Теперь она приходит к нам почти каждый день. Иногда она говорит с отцом на всякие медицинские темы, а так все больше молчит. Сидит, курит. Мне нравится, когда молодые женщины курят. Когда старухи курят, так это все равно, что мужчины... Она сидит, курит, смотрит в окно, будто нет ни отца, ни меня. Спрашивается: зачем это делать у нас? Точно так же она может молчать и курить у себя дома. Она из Ленинграда. А родители жили где-то в районе Бреста, погибли в первые же дни войны. Когда отец что-нибудь говорит, она вся его слушает — каждым волосом, каждым пальцем. Даже противно. Правда, его многие внимательно слушают. Я в Москве был на его лекции — тишина такая, что я заснул.

Мне нравится ее лицо, вернее, нравилось бы, если б она была просто женщина, посторонняя женщина, которую я увидел на улице. Но она не просто женщина. И поэтому лицо ее мне все-таки не очень уж нравится. Уж слишком часто я его вижу. Они с отцом на «вы», но, по-моему, это маскарад, уж лучше бы по-честному.

А может, все это мне только кажется. Разве не бывает, что мужчина и женщина просто дружат? Просто дружат, ну как я с Хайдером, что ли... Ну не совсем так, но приблизительно. Вот и они просто дружат. И раз она друг моего отца, значит, она и мой друг. Вассал моего вассала — мой вассал.
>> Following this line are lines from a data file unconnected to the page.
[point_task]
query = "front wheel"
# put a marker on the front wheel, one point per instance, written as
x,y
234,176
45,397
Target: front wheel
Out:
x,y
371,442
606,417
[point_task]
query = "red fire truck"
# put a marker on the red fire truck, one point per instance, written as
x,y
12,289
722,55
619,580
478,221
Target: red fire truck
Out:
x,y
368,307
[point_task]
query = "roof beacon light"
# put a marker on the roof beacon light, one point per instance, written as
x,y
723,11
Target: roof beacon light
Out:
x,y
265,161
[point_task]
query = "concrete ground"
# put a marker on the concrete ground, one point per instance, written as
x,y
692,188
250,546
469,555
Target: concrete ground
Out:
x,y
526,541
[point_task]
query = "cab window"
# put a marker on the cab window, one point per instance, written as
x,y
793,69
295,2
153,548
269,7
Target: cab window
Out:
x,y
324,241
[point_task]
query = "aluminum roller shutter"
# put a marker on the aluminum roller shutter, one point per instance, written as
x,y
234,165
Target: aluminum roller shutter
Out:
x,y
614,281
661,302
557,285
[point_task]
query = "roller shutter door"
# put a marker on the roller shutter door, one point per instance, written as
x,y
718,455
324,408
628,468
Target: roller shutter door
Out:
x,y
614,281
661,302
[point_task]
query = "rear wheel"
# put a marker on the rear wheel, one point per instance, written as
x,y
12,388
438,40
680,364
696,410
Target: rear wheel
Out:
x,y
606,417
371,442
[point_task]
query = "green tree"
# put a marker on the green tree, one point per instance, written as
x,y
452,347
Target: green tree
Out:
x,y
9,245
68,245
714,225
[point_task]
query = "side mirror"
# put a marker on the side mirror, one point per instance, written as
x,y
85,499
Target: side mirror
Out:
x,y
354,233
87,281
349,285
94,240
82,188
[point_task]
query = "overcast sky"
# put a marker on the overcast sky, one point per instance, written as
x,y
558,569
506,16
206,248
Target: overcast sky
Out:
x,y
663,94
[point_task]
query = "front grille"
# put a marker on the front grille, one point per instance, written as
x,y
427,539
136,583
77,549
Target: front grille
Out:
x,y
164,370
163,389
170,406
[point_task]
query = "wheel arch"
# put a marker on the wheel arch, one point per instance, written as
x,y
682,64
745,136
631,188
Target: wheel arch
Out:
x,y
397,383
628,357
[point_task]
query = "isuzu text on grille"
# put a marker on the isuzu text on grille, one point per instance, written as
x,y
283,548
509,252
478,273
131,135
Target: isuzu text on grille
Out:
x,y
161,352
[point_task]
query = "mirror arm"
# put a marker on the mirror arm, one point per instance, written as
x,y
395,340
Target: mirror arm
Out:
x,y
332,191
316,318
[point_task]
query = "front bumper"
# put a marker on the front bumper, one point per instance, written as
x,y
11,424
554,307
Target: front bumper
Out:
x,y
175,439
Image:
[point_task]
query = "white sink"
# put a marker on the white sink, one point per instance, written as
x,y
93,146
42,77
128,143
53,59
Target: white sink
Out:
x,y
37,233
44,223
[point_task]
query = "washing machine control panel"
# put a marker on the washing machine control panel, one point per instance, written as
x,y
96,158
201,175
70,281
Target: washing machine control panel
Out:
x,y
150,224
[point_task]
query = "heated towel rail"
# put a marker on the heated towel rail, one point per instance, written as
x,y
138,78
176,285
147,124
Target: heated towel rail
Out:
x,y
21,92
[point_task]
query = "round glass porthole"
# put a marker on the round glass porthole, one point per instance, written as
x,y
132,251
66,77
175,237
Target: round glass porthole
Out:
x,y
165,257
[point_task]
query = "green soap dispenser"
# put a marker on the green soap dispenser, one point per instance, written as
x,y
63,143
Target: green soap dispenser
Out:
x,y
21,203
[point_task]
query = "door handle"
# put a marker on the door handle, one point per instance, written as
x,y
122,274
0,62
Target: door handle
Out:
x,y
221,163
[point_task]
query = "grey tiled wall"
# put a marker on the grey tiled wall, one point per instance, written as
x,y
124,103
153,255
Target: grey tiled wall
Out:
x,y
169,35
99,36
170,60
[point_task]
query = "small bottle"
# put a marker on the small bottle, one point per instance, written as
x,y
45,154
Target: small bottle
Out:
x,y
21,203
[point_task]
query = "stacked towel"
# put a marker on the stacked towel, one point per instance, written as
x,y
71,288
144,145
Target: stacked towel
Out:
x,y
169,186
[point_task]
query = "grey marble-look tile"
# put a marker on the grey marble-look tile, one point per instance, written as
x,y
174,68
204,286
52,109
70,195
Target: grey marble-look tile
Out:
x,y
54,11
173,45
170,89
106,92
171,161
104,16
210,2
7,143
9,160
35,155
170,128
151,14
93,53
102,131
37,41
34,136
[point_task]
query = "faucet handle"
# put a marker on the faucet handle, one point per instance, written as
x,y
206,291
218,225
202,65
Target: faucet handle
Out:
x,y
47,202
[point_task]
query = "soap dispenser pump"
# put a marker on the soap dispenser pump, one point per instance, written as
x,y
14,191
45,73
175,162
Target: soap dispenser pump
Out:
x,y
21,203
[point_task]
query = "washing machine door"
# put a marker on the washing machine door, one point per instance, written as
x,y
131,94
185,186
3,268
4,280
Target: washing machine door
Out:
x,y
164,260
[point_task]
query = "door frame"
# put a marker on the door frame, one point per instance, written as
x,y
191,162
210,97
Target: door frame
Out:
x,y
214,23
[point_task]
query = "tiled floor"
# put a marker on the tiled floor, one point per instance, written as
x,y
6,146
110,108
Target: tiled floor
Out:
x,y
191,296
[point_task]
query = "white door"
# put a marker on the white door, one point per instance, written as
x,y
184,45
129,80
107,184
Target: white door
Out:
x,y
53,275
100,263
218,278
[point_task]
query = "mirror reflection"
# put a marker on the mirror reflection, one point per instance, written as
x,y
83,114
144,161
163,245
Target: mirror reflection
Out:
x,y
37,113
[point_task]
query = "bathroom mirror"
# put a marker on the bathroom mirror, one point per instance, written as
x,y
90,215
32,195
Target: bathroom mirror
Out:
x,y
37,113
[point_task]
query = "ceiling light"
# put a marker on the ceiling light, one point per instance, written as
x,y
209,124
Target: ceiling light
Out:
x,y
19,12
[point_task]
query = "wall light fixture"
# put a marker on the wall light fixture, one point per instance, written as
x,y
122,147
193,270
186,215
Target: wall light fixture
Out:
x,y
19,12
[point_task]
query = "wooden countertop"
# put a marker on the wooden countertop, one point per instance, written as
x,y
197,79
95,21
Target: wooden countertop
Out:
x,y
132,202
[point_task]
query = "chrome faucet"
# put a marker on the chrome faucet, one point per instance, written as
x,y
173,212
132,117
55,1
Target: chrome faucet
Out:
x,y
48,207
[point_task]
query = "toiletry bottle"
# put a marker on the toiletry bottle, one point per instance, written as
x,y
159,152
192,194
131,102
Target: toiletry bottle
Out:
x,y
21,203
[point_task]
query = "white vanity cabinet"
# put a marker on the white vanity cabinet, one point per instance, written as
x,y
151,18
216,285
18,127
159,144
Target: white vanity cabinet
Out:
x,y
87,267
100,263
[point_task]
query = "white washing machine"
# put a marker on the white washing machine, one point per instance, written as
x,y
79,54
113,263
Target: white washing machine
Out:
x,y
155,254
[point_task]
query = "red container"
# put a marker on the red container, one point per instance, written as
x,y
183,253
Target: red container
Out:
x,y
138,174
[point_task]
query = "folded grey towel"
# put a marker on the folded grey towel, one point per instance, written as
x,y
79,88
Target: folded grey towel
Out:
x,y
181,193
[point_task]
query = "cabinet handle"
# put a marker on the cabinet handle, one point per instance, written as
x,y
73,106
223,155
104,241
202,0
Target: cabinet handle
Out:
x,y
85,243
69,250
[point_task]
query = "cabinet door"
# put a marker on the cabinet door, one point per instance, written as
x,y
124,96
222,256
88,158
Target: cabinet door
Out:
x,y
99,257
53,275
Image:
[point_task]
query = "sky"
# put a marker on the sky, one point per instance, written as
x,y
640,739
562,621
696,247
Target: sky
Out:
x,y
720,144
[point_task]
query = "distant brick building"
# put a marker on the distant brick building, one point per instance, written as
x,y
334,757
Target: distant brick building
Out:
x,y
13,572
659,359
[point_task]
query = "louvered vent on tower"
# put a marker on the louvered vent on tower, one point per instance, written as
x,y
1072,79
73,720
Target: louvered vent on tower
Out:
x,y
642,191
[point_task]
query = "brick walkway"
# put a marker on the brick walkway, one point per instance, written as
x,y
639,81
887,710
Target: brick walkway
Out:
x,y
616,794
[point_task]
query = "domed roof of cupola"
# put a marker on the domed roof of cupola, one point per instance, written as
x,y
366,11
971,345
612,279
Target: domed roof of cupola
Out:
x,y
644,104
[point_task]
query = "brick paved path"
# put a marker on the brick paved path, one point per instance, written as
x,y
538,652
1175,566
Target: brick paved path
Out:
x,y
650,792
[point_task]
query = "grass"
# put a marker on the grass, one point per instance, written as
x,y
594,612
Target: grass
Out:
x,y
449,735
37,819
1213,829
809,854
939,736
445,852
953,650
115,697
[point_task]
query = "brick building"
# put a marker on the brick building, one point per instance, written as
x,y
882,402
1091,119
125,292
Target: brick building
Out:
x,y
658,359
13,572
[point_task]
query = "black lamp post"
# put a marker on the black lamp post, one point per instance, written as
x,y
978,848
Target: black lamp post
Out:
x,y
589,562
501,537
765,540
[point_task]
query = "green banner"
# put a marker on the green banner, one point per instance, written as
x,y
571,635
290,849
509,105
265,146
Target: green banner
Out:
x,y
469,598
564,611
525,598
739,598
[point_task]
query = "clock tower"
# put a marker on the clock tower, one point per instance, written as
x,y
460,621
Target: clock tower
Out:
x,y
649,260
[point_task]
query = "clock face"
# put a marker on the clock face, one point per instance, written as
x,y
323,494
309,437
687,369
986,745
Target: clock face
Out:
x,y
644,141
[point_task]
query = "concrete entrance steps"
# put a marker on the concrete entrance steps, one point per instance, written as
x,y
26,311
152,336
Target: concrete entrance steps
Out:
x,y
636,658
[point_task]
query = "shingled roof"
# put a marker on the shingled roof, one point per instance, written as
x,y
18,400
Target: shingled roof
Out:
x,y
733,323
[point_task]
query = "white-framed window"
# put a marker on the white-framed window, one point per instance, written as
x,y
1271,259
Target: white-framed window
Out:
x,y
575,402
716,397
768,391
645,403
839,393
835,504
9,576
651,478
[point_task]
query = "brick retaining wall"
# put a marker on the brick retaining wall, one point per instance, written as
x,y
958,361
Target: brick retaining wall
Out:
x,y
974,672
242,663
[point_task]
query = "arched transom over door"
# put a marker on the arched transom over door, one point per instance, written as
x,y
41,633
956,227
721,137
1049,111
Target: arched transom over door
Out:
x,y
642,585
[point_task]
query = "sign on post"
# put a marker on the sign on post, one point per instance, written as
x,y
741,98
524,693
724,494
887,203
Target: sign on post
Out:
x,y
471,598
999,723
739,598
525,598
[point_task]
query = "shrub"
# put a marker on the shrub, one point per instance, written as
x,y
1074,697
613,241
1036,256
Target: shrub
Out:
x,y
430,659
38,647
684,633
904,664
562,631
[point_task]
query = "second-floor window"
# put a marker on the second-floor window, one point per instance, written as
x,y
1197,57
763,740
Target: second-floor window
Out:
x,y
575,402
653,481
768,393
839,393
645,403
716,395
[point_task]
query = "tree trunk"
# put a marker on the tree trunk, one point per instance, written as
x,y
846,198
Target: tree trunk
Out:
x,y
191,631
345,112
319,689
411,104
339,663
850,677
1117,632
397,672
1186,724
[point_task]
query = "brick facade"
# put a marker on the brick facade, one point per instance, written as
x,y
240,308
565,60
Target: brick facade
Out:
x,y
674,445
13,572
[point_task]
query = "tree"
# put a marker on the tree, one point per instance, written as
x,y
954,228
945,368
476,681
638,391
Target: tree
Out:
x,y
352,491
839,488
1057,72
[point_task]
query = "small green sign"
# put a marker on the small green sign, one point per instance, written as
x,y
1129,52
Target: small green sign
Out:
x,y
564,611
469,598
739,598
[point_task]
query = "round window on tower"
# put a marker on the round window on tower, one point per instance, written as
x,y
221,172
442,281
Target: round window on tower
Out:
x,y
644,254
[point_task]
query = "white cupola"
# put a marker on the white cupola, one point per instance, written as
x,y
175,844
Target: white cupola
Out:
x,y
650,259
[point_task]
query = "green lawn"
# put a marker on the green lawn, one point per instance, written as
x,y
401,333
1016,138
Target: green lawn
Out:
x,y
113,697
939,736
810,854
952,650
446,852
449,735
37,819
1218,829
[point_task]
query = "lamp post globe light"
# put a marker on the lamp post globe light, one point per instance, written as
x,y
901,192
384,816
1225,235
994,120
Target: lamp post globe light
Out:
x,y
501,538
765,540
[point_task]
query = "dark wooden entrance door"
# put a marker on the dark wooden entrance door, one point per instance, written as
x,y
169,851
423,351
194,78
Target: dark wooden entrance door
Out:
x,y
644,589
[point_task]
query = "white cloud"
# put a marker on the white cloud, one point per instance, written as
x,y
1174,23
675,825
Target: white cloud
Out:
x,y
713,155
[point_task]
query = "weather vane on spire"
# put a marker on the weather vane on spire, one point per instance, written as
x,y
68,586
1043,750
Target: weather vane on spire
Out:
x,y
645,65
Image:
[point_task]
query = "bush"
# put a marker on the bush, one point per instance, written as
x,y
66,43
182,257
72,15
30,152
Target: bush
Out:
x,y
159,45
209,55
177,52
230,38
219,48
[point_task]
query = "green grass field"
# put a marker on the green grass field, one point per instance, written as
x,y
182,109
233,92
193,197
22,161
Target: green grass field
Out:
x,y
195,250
В детстве у меня была такая привычка: когда кто-нибудь приходил к нам в дом, я спрашивал: «Вы любите моего отца?» Я у всех спрашивал. Некоторые смущались, а отец говорил: «Ты задаешь довольно странные вопросы». А мне было все равно, мне было важно знать, любят ли они моего отца. Если нет, так пусть уходят, пусть катятся колбаской по Малой Спасской.

Я не знал тогда, что люди могут и наврать. Я знал только одно: если они любят моего отца, значит, с ними можно разговаривать. Те, кто любил его, были хорошие люди. А теперь вот я уже не спрашиваю: вы любите моего отца? А вдруг, как в детстве, ответят: да?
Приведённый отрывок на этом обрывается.